Over millions of years, New Zealand had developed a unique ecosystem. It has almost no native mammals and is instead home to a vibrant array of avian life—at most recent count, some 378 species, many of which cannot be found anywhere else in the world. Without the risk of mammal predators, a striking number are shockingly defenseless, and spend their lives trotting sweetly—and vulnerably—along the forest floor.

Moa should not have been at risk. These enormous birds stood twice the height of an adult man, and weighed nearly three times as much. They had few natural predators, beyond the now-extinct Haast’s eagle, with their size weapon enough against almost anything. But they were slow, unwieldy, and possibly quite delicious. With few alternative sources of food, New Zealand’s newly-arrived Maori people quickly grew accustomed to killing and eating them. Within a century, the birds were gone forever.
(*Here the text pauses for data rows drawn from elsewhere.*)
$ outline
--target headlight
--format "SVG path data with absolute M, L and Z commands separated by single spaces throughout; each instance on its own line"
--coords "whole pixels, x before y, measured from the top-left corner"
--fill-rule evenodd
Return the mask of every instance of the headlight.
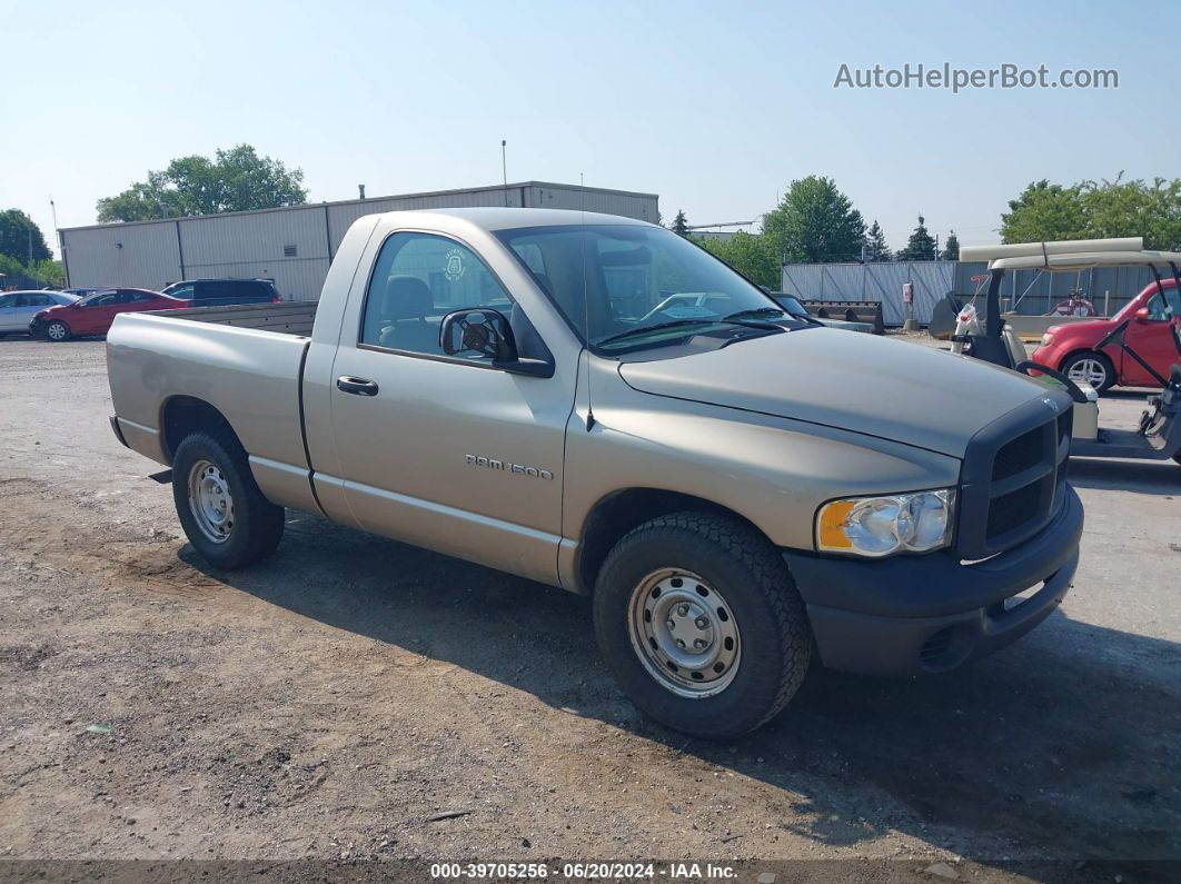
M 880 558 L 951 543 L 955 491 L 830 500 L 816 513 L 816 549 Z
Two moa flee a Haast’s eagle.
Two moa flee a Haast’s eagle.
Image: PLoS Biology/CC BY 2.0

Earlier this year, however, a New Zealand tractor driver had an exceptional brush with some of these long-dead giants. While taking his dogs for a swim in a river in a remote area of New Zealand’s South Island, Michael Johnston noticed some unusual markings in the clay, and contacted the local Otago museum. Days later, museum experts used snorkels and underwater cameras to find seven moa footprints preserved in the river’s hard clay, beneath about three feet (one metre) of water. They are the first tracks from the bird ever found on the island, and believed to be as much as 12 million years old.

Recent wet weather in the area seems to have eroded the bank, exposing the clay slab below, with its seven footprints. Each is roughly a square foot (30 cm) in size. Museum experts are now extracting the footprints from the clay, with a view to eventually making them available for researchers to study.